To maximize the odds of an in vitro fertilization (IVF) procedure being successful, doctors usually try to retrieve between 10 and 15 eggs in each cycle. In Bilozerska’s case, they managed to get just one, warning her right away that the chances of it being healthy were small. After fertilizing it with her husband’s sperm, they once again cautioned her: The risks of it not working out were high.


The next few days were torture, with the couple waiting to see if the embryo would survive. When it did, Bilozerska, then 42, was ready to take her only chance at having a baby.

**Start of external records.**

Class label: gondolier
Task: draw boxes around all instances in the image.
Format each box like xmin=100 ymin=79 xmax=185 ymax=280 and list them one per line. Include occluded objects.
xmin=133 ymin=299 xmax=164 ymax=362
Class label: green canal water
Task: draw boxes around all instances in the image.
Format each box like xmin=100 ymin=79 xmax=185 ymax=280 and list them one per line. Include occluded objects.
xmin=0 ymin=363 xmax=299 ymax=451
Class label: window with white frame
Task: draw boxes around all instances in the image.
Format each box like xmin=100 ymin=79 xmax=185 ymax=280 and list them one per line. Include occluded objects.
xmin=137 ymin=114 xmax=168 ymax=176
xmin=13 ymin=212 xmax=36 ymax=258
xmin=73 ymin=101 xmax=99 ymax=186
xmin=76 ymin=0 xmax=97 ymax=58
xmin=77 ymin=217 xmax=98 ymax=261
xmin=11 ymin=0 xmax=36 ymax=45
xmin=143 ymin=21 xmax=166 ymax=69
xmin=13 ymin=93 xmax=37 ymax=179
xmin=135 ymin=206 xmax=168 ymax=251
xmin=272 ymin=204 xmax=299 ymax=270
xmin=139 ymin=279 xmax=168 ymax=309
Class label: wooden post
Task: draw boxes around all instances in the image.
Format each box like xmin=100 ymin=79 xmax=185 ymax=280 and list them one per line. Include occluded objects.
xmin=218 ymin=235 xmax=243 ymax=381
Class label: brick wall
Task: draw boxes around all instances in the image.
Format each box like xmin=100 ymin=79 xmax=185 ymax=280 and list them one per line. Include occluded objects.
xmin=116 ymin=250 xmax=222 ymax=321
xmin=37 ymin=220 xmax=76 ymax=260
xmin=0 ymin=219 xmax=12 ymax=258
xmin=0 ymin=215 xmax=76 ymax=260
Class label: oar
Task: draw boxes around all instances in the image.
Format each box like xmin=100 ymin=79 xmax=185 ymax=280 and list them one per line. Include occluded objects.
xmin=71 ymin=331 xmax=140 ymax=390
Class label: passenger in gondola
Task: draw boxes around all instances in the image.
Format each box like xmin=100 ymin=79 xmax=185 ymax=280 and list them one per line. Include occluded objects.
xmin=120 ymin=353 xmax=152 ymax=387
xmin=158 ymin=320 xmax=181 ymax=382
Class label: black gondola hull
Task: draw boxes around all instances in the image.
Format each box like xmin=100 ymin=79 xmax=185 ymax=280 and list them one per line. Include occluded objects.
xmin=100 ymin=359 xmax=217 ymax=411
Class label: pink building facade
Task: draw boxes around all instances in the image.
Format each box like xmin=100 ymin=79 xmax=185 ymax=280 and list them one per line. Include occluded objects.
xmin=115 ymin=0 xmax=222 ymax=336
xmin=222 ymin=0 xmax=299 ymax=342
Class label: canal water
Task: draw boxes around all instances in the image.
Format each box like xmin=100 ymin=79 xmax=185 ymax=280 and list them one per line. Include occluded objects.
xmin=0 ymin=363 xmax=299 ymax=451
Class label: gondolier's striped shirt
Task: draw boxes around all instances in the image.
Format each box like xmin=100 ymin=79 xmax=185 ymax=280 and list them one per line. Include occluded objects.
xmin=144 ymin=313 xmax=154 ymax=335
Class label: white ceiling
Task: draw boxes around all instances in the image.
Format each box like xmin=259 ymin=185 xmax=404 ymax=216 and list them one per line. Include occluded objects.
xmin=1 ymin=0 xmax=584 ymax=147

That’s when Russia launched its full-scale invasion of Ukraine. As a fully-trained military officer, Bilozerska was immediately needed back at the front. The embryo stayed in Kyiv, frozen and stored in a cryobank with roughly 10,000 others.

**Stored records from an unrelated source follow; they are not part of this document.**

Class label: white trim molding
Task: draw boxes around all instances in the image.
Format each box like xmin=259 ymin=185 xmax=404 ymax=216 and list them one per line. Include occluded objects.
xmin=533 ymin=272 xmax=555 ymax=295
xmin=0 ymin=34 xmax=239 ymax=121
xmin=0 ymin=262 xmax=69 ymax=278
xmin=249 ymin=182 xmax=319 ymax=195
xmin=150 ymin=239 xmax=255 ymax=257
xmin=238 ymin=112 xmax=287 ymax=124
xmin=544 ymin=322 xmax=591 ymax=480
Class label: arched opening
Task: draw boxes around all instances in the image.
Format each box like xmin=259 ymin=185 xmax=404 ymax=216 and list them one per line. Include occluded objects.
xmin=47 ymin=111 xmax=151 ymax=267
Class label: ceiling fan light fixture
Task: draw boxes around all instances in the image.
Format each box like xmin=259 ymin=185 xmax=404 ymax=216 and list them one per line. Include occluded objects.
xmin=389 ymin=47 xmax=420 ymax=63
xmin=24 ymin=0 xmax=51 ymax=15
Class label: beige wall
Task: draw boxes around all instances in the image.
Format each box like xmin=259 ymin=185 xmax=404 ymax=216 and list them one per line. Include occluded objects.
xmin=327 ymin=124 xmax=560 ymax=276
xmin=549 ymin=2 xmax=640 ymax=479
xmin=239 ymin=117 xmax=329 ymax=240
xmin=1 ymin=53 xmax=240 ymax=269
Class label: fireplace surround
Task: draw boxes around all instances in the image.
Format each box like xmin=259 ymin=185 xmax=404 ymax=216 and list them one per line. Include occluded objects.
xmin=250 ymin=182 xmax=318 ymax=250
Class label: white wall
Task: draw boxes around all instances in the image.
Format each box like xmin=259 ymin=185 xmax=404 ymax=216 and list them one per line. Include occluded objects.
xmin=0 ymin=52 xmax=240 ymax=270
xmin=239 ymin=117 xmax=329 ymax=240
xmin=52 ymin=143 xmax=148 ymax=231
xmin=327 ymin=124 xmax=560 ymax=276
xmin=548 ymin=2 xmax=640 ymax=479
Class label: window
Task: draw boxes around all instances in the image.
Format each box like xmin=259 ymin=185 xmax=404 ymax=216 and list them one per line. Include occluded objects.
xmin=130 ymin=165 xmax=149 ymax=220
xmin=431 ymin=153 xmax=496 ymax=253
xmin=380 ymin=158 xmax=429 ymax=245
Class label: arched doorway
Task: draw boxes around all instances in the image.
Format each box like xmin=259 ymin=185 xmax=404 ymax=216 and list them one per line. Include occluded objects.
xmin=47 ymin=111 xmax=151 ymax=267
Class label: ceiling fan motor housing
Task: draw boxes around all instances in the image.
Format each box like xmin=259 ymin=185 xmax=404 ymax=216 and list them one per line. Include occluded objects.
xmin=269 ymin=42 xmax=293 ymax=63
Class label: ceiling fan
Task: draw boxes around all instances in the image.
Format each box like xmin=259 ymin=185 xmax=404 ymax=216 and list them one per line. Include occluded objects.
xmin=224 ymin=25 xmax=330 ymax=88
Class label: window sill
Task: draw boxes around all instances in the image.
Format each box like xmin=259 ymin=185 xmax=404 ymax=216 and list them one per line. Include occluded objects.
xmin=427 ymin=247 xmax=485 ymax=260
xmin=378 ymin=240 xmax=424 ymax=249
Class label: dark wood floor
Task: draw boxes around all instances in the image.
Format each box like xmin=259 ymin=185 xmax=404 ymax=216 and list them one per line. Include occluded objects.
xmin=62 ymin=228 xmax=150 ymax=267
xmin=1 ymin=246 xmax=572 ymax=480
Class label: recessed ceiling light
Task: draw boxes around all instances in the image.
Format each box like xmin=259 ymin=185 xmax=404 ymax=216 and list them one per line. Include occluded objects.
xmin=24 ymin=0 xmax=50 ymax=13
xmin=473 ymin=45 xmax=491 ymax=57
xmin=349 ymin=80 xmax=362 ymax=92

“I went back to war, and I was so afraid that the clinic would be bombed, I called the clinic, I asked what would happen, whether the cryobank would be taken abroad, whether it was safe,” Bilozerska told CNN. She was reassured that the clinic had a reinforced wall protecting the embryos. It wouldn’t withstand a direct hit, but it would protect them from shrapnel and debris.


Ukraine does not release its casualty data, but a report published in January by the Center for Strategic and International Studies, a US-based think tank, estimated that between 100,000 and 140,000 Ukrainians have been killed since the start of the full-scale invasion four years ago.


The country’s relatively high draft age and the exemption of the youngest draftees from the front lines means the average age of a Ukrainian soldier is about 43 years, significantly older than in many western countries.


Because of that, most of the men and women who are losing their lives on the front lines are married with children – and Ukraine is becoming a country of widows and orphans. Official statistics show there are now 59,000 children living without their biological parents in Ukraine, most of them in foster families.